Normal Really Is a Fantasy

Listen to this post: 

Here’s me with my buds! We are representing brain injury community and happily sporting our “Normal Is A Fantasy” t-shirts designed by Invisible Disability Project.

13 people smiling for the camera. 12 are wearing matching shirts with "Normal Is A Fantasy" in red letters. Most people in the photo have a TBI or an ABI, and some have other disabilities too.

Guess what I came home to? A Tweetstorm from my proud disabled comrades decrying a rough-sounding panel at South by Southwest called “End of Disability?” Sure, the panel included two people with disabilities, but that doesn’t mean the rest of us have to like it. It also doesn’t mean we have to stay silent about it even if we didn’t attend in person.

Why? Because the panel centered on a tech company’s work. And this is not work to advocate for or create a more accessible world. It’s to engineer fewer disabled people. Also, there wasn’t a ramp to the stage, and one of the panelists had to be carried off because she couldn’t do the steps. Also, there were people at SXSW who would have been included in the events had there been live captioning or ASL interpreters, but the conference offered none. I’ve seen at least one outrageously amazing documentary on disability that premiered at SXSW, and the film screenings bring money to the festival. Yet they still have a panel to advocate engineering us away. SMH.

I wanna be clear with my support of the “Normal Is A Fantasy” statement. For some people with impairments, like those in the panel on ending disability, the idea of fantasy is a positive thing, a dream to try to make a reality. For others of us, fantasy means that it is imaginary, not part of everyone’s reality, and therefore, not something that we should be expected to strive for.

Am I in favor of vaccines, medicine, rehab, and technology that increases accessibility or eases pain or helps people reach their dreams? Sure I am. I’ve used all these things. But here’s where I separate from the people in support of erasing disability.
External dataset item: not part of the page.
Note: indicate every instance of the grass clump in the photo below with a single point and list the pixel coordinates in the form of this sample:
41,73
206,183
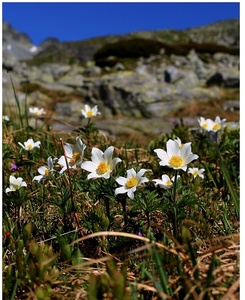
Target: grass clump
86,219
This is eugenics. I am a Jewish person with disabilities. I do not advocate for eugenics, something that was practiced on my ancestors through Nazi violence. FYI, the Nazis got their research from the U.K. and us in the U.S. And even though many people will have you believe Jews were the only targets, please don’t forget about the Romani, LGBTQ people, people of color, and Catholics…. Meanwhile, the U.S. has a long history–that is not only in the past–of eugenics practices targeting poor people, Indigenous people, people of color, women, disabled people….

I do not advocate for eugenics.

If you disagree with or don’t like what the Nazis did in their goals of creating an exclusive master race, have you considered that modern arguments of eradicating disability still use the same lines of reasoning as the Nazis? And that hidden behind goals of eliminating disability are always arguments for getting rid of Indigenous people, people of color, poor women, people who don’t fit into the tidy gender binary, and people who’ve been incarcerated or institutionalized?

I believe that we can work for a society that includes fewer barriers, less hostility, and more health. My problem is that eugenics movements tend to focus only on the health aspect, and they often don’t question their hostility towards anyone who’s not the picture of white, heterocis health. Kim Sauder recently pointed out that focusing on a desire for all people to act in the same way, “ignores how disabled people are held up as bogeymen in discourses around health particularly around discussions of dieting and exercise. People are told to eat well and exercise to avoid the spectre of disability but disabled people are routinely denied access to healthy food and exercise and then shamed for our perceived unhealthiness.”

I’ve given speeches advocating for people to wear helmets, stay safe, and prevent brain injury. I am in support of people with brain injury getting every shred of medical care and rehab they want and need. Most people don’t, especially if you are poor, not white, are incarcerated, or live in a rural place. But I will not sit by silently, wishing to join the “normal” club if being normal means I’m part of the eugenics movement that asks those of us with disabilities to detest ourselves, wish everyone like us were dead or prevented from being born, or any of the other violence tucked quietly behind calls for increased health and a master race free from “defects.” Boo to that. Normal is a fantasy.

I love my proud disability community. I love people who wish they didn’t have their disability. I love people without disabilities. I don’t call for the erasure or eradication of any group of people. I do not advocate for eugenics.